もっともここで、功利主義の基準はあまりに高すぎるという非難があるだろう。理想主義的で、分かりやすく言えば、きれいごとにすぎない、と。現実の世界では何が正しいかは力の原理、パワーバランスで定まっているのであって、みんなにとっての幸福などありはしない。そう突っ込みたくなるひとがいるかもしれない。だがそれは、哲学的に言えば、転倒した考え方だ。ミルは言う。

反対論者たちは、かならずしも功利主義についてけなすような言い方をする人たちばかりとはいえない。逆に、その不偏不党の性格をある程度正しく理解している人たちの中には、功利主義の基準が人間性からみて高すぎると非難する人さえある。

けれどもこの非難は、道徳の基準というものの真意を誤解し、行為の準則と動機をとりちがえている。

現実の正当性、不当性は原理に基づいて判断されなければならず、現実から原理を批判しようとするのは、ちょうど厳密な三角形が描けないからといって「三角形の内角の和が180度であるというのは誤っている」と難ずるのと同じことだ。

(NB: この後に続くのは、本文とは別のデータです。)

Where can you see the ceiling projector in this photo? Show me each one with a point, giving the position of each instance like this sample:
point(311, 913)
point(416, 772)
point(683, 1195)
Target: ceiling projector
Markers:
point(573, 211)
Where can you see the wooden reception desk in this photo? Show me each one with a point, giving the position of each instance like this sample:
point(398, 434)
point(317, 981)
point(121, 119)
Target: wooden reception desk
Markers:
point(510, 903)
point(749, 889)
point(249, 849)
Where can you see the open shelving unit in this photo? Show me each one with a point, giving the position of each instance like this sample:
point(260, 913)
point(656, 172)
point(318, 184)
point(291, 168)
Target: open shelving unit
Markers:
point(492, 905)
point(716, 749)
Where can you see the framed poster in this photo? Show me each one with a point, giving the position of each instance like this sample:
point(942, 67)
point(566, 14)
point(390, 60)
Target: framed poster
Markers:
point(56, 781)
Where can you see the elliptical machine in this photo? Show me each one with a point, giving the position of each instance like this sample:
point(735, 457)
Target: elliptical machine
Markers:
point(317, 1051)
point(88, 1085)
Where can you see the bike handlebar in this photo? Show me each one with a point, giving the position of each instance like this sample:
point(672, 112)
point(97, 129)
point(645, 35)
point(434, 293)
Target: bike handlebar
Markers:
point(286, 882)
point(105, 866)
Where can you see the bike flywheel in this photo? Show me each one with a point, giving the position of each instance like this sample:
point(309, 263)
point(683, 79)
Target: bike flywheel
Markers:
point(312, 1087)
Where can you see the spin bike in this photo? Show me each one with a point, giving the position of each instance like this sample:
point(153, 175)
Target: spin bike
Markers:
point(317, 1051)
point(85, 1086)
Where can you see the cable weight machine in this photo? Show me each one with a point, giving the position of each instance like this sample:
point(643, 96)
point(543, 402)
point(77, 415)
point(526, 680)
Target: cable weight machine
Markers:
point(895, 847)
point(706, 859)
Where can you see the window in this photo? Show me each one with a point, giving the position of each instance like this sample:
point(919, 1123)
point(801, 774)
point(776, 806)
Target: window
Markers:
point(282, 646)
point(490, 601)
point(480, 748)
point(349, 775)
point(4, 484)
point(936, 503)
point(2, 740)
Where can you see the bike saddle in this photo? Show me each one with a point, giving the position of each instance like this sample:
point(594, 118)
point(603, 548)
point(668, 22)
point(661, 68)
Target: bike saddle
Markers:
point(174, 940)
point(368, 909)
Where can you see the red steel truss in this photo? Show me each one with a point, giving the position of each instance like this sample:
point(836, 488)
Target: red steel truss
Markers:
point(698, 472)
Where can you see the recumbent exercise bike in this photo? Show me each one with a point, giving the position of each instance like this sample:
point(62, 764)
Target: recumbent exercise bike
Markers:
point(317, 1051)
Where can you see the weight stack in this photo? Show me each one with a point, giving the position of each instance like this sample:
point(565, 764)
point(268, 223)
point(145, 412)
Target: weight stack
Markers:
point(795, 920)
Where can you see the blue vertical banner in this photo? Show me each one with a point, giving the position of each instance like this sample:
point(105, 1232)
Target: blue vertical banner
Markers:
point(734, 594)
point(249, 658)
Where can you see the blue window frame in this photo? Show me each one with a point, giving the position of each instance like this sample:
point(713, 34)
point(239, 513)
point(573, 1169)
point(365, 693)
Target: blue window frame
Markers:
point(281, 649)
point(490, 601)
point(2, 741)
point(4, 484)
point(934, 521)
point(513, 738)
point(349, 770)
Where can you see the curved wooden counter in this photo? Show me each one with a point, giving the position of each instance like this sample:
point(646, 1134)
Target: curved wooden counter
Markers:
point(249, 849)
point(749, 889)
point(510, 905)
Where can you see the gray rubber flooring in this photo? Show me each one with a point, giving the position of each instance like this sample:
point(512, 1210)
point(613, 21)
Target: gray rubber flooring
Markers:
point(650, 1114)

現実から原理を批判するのは簡単だ。しかしそうした批判は、その原理の妥当性を暗黙のうちに当てにしているという点で(ちょうど近代社会が不平等を生み出すシステムであるという批判が、不平等なき社会が正当であるという通念に頼っているように)、徹底していない。原理に対する批判は、その原理をより深めるような新たな原理を置くことでしか成立しないのだ。

功利性の原理の強制力

ともあれ、次にミルは、私たちが道徳の基準に従う動機は何であるかについて論じていく。

ミルによると、功利性の原理には道徳体系としての強制力がある。その強制力は、内的強制力と外的強制力の2つに区別される。

内的強制力は、義務にそむいたときにやってくる心の痛みのことを指す。それが利害を離れて義務の観念と結びつくと、良心が生まれるという(ここでいう良心は、いわば“さっぱり”とした良心であって、ニーチェ的な「やましい良心」は含んでいない)。また、外的強制力は仲間への共感のことを指す。共感と言っても、映画を見たときに感想がそっくりだったという意味のそれではなく、仲間によく思われたく、悪く思われたくないという気持ちのことであるという。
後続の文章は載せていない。